The long line of miserable faces continued to flicker past the cab windows.
'Let me get this straight... . we won here, right, chief?' asked Sergeant Varl snidely. Varl was driving the truck, a contraband Iho stick dangling from his lips. The heady fumes filled the cab and made my eyes water, but Corbec seemed content to let it pass.
'Yeah, we won. Behold and marvel, this is what winning looks like.'
VARL PULLED the truck into the loading dock of Medical Hall 67/mv.
'Stay here,' Corbec told him, climbing down from the cab. 'You can come with me, it you like,' he said to me as an afterthought and strode off towards the front steps of the battered building.
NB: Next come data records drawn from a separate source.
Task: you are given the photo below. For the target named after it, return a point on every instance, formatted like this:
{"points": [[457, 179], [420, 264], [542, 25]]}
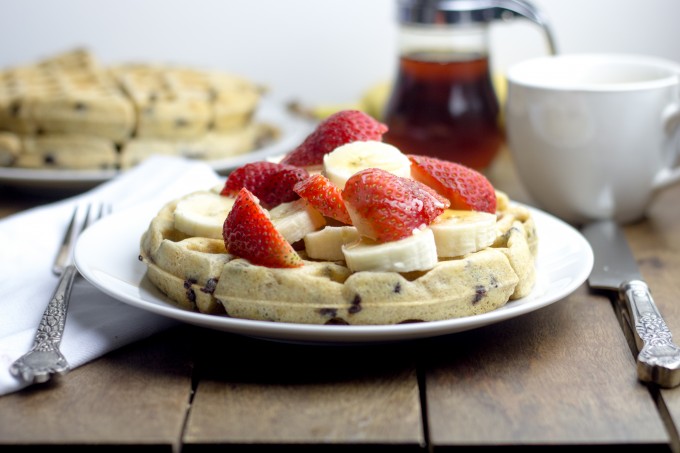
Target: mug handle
{"points": [[670, 174]]}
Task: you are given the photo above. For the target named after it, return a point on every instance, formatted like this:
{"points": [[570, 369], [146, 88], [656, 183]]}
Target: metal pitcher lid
{"points": [[446, 12]]}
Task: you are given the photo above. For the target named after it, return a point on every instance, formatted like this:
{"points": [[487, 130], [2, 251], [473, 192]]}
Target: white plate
{"points": [[107, 252], [293, 130]]}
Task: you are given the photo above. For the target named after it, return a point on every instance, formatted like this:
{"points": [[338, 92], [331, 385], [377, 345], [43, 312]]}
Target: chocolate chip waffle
{"points": [[198, 274], [70, 112]]}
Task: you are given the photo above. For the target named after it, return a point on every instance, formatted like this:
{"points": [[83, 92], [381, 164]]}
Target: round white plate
{"points": [[107, 256], [293, 130]]}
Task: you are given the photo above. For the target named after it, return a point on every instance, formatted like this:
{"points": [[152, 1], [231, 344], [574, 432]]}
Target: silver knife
{"points": [[615, 268]]}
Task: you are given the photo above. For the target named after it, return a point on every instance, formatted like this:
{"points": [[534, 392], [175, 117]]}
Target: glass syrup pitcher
{"points": [[443, 102]]}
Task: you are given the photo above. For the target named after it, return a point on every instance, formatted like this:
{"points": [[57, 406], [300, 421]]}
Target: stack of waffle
{"points": [[69, 112]]}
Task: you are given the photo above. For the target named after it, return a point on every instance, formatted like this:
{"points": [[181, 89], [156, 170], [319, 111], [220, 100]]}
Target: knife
{"points": [[615, 268]]}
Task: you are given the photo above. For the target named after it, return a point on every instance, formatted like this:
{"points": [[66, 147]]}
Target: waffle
{"points": [[69, 111], [198, 274]]}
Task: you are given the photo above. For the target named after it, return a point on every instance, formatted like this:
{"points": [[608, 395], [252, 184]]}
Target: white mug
{"points": [[594, 136]]}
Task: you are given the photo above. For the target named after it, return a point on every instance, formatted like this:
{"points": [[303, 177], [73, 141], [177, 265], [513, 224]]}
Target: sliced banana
{"points": [[295, 219], [417, 252], [345, 160], [326, 244], [458, 232], [202, 214]]}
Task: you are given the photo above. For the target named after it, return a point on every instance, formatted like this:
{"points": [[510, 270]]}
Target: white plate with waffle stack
{"points": [[291, 128]]}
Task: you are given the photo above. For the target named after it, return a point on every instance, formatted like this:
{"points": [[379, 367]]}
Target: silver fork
{"points": [[44, 359]]}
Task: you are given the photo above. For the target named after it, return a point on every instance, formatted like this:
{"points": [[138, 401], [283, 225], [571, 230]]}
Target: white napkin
{"points": [[96, 323]]}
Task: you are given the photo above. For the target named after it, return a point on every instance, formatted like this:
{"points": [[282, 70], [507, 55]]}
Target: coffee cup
{"points": [[594, 136]]}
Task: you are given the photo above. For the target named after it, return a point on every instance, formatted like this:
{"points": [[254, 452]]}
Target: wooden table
{"points": [[562, 376]]}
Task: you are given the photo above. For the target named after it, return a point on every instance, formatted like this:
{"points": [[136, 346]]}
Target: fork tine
{"points": [[62, 253], [93, 212]]}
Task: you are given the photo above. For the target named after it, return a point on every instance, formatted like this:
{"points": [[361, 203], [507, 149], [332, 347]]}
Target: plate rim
{"points": [[315, 333]]}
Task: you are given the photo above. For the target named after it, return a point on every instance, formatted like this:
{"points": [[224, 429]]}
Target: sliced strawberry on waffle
{"points": [[250, 234], [386, 207], [338, 129], [466, 189], [325, 196], [271, 182]]}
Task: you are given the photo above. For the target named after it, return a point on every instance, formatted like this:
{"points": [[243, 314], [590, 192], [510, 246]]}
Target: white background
{"points": [[315, 51]]}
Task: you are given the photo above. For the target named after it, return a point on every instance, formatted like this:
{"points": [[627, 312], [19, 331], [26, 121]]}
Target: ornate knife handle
{"points": [[45, 359], [658, 359]]}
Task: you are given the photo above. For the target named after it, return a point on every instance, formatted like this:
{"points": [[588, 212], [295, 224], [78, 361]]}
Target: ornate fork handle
{"points": [[659, 358], [44, 358]]}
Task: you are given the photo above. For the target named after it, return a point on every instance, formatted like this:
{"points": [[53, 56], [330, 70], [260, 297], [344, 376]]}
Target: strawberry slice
{"points": [[338, 129], [271, 182], [249, 233], [466, 189], [325, 196], [386, 207]]}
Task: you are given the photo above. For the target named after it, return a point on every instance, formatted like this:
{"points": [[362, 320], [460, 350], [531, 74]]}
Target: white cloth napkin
{"points": [[96, 323]]}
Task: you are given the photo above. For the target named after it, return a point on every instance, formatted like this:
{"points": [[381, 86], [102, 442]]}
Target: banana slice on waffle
{"points": [[198, 274]]}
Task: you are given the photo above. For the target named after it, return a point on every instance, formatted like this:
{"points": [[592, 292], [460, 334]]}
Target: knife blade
{"points": [[615, 269]]}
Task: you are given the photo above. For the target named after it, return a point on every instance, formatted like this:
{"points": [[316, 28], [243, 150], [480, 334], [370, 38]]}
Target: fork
{"points": [[44, 359]]}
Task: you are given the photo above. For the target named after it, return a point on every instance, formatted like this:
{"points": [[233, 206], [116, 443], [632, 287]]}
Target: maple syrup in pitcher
{"points": [[445, 108], [443, 102]]}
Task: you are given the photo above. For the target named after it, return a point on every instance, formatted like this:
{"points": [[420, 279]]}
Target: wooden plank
{"points": [[255, 392], [656, 245], [137, 395], [561, 375]]}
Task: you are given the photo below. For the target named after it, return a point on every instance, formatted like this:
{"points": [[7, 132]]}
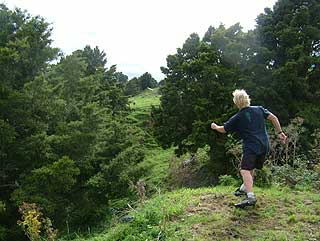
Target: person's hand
{"points": [[283, 137], [213, 125]]}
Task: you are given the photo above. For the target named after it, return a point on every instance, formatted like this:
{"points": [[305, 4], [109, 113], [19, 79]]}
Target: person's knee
{"points": [[245, 172]]}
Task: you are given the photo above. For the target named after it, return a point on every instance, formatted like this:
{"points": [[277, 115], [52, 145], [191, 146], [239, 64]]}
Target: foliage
{"points": [[198, 85], [33, 223], [227, 180], [207, 214], [289, 36], [137, 85]]}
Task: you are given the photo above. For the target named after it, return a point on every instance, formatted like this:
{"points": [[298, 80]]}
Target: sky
{"points": [[137, 35]]}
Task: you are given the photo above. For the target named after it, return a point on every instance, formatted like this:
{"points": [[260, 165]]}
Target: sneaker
{"points": [[239, 192], [249, 201]]}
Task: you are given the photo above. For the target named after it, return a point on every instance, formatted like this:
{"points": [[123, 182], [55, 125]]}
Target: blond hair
{"points": [[241, 98]]}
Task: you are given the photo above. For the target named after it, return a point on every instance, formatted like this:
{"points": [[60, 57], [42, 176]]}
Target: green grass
{"points": [[141, 106], [208, 214]]}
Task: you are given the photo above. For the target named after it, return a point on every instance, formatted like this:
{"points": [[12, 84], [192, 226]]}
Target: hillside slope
{"points": [[208, 214]]}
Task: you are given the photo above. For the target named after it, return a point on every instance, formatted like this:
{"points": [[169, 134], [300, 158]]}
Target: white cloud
{"points": [[138, 35]]}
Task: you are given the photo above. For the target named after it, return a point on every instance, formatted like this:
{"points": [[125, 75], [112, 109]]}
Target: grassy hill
{"points": [[208, 214]]}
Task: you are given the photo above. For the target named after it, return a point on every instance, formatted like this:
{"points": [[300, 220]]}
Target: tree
{"points": [[147, 81], [290, 39], [94, 58], [199, 81]]}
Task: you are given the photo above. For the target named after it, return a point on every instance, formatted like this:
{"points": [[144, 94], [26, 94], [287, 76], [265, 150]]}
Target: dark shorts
{"points": [[252, 161]]}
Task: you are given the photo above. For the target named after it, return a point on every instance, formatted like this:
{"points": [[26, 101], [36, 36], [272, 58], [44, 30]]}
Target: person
{"points": [[249, 123]]}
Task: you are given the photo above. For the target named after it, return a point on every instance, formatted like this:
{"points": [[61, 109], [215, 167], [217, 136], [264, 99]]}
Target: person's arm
{"points": [[218, 128], [271, 117]]}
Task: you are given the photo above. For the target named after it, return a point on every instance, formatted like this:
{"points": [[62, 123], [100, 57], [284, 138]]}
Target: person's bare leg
{"points": [[247, 177]]}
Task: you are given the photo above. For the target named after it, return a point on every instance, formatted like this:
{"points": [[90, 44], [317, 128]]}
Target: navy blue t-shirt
{"points": [[249, 123]]}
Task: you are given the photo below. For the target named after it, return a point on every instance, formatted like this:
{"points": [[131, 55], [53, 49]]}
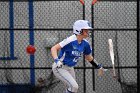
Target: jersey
{"points": [[71, 50]]}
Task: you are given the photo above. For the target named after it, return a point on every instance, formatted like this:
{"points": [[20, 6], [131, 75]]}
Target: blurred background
{"points": [[43, 23]]}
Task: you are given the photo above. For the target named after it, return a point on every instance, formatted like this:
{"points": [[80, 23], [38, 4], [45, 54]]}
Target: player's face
{"points": [[85, 33]]}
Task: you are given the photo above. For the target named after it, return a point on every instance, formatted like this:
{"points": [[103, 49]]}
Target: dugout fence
{"points": [[43, 23]]}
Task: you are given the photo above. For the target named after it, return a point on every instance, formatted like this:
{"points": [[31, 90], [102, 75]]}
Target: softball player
{"points": [[71, 49]]}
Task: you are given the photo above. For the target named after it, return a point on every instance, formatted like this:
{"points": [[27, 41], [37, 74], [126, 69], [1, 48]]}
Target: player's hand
{"points": [[59, 64]]}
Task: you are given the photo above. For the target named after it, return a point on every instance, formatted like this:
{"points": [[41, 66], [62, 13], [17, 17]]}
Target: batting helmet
{"points": [[79, 25]]}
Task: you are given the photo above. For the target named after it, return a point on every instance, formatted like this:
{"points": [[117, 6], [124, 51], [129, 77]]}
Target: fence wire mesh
{"points": [[61, 15]]}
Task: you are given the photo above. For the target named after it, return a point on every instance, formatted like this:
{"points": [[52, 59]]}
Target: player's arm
{"points": [[90, 59], [54, 50]]}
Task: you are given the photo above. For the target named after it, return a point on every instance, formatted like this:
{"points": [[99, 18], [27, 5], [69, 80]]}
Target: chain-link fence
{"points": [[52, 22]]}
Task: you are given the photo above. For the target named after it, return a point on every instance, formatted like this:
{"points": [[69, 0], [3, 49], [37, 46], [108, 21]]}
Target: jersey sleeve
{"points": [[64, 42], [87, 50]]}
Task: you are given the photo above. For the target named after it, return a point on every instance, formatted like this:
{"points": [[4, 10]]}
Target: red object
{"points": [[30, 49]]}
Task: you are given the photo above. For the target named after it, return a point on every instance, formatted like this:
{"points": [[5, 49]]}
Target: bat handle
{"points": [[114, 74]]}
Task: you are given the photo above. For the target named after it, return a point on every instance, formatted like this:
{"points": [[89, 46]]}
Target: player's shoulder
{"points": [[86, 41], [71, 38]]}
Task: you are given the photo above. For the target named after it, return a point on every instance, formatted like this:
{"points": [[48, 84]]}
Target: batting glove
{"points": [[58, 63]]}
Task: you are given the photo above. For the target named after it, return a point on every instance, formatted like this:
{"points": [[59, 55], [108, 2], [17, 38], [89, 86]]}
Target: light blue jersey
{"points": [[71, 50]]}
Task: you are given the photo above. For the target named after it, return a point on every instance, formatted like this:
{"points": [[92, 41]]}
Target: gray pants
{"points": [[67, 75]]}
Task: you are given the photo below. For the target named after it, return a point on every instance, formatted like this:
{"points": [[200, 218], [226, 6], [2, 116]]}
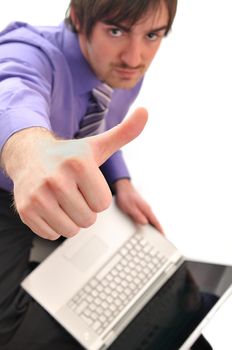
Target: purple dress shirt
{"points": [[45, 81]]}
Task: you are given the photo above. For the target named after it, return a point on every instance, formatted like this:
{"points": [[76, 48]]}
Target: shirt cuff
{"points": [[14, 121]]}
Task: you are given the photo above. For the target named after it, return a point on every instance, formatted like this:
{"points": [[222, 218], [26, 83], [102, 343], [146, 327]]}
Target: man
{"points": [[60, 171]]}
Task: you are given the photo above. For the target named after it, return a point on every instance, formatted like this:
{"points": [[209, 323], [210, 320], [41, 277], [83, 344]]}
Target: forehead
{"points": [[152, 19]]}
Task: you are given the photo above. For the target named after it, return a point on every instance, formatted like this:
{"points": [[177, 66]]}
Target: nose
{"points": [[132, 53]]}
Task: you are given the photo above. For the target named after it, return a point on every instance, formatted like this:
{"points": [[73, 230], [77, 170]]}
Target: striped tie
{"points": [[93, 121]]}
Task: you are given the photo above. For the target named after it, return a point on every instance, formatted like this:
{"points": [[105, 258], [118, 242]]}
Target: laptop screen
{"points": [[177, 309]]}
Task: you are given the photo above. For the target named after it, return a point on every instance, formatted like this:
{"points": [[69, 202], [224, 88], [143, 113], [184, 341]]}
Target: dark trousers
{"points": [[24, 324]]}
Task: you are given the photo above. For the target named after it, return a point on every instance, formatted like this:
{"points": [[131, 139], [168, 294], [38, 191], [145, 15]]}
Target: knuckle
{"points": [[89, 220], [104, 203], [76, 165]]}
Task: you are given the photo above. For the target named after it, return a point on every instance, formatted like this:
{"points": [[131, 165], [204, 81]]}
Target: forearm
{"points": [[22, 148]]}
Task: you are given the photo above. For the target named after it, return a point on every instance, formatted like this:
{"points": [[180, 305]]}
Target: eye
{"points": [[152, 36], [115, 32]]}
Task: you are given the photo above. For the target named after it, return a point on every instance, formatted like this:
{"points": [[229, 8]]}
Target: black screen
{"points": [[177, 309]]}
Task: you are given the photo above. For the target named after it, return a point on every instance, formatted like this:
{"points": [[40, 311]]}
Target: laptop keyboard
{"points": [[101, 300]]}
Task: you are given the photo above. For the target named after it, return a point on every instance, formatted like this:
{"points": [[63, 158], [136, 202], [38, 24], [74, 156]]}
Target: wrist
{"points": [[122, 185], [22, 148]]}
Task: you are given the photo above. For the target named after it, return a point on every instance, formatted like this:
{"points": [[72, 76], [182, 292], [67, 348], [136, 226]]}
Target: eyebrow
{"points": [[127, 29]]}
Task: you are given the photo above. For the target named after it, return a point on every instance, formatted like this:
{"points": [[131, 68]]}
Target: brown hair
{"points": [[89, 12]]}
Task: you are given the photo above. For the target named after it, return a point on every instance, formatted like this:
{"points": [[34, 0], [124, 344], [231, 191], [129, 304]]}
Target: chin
{"points": [[122, 84]]}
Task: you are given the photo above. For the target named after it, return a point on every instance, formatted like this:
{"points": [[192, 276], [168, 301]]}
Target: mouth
{"points": [[127, 73]]}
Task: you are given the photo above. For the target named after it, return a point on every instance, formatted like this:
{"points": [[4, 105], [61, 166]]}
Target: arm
{"points": [[58, 186]]}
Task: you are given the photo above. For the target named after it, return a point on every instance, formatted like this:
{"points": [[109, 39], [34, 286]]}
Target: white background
{"points": [[182, 161]]}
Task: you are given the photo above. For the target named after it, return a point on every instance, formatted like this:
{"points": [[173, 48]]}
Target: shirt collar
{"points": [[80, 69]]}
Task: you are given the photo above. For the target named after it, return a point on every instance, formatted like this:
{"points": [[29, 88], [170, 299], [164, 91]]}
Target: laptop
{"points": [[118, 285]]}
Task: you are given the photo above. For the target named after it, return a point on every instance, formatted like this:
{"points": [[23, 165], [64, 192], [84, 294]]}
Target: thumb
{"points": [[104, 145]]}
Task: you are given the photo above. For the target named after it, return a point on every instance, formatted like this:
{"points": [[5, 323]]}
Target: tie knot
{"points": [[103, 94]]}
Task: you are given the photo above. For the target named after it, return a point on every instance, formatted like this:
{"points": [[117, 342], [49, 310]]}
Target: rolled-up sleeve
{"points": [[25, 90]]}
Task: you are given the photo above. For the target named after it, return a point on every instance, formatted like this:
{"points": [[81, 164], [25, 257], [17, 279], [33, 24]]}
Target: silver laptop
{"points": [[98, 282]]}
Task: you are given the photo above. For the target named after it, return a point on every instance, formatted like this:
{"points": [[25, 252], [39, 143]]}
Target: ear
{"points": [[74, 18]]}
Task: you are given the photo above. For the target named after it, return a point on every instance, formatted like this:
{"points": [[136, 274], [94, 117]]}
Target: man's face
{"points": [[119, 55]]}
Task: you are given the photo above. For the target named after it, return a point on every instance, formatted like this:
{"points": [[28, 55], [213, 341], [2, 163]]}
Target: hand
{"points": [[130, 201], [58, 186]]}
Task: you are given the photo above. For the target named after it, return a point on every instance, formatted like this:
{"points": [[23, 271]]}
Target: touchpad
{"points": [[88, 254]]}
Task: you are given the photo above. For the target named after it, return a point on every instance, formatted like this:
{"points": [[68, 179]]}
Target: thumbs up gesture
{"points": [[58, 187]]}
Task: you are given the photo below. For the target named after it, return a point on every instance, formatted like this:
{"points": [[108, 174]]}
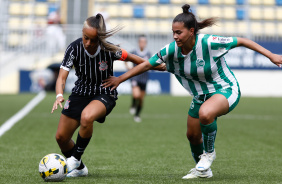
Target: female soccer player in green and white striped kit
{"points": [[197, 61]]}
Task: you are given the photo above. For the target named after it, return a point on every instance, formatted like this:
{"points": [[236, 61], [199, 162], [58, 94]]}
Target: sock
{"points": [[133, 103], [138, 109], [196, 150], [69, 153], [81, 144], [209, 134]]}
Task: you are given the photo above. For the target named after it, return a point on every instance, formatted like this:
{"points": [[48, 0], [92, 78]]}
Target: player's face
{"points": [[90, 39], [181, 34], [142, 43]]}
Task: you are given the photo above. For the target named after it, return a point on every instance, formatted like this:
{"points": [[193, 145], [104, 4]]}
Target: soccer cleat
{"points": [[78, 173], [137, 119], [132, 110], [72, 163], [193, 173], [206, 160]]}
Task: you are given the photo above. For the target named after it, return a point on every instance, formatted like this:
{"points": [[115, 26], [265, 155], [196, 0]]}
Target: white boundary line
{"points": [[22, 113]]}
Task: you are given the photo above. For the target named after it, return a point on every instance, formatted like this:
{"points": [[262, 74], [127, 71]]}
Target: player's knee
{"points": [[194, 138], [86, 120], [205, 116]]}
I ran to catch up. Almost immediately, we were surrounded by children. Hab-urchins, refugees, all smeared in filth.
I didn't know what to do. Corbec had handed out the last of his dry rations and calorie packs days ago. The children mobbed him, pulling at his hands, tugging at his fatigues, ignoring his repeated murmur of apology.
The truck horn sounded. The kids looked round.
'Hey!' called Varl. 'Hey, over here! C'mon! Cake-bars!' He held up some of the foil-wrapped bars and waggled them.
The flock of children pulled away from us and swarmed around the truck, leaping to catch the cakes as Varl tossed them out from the carton on the seat.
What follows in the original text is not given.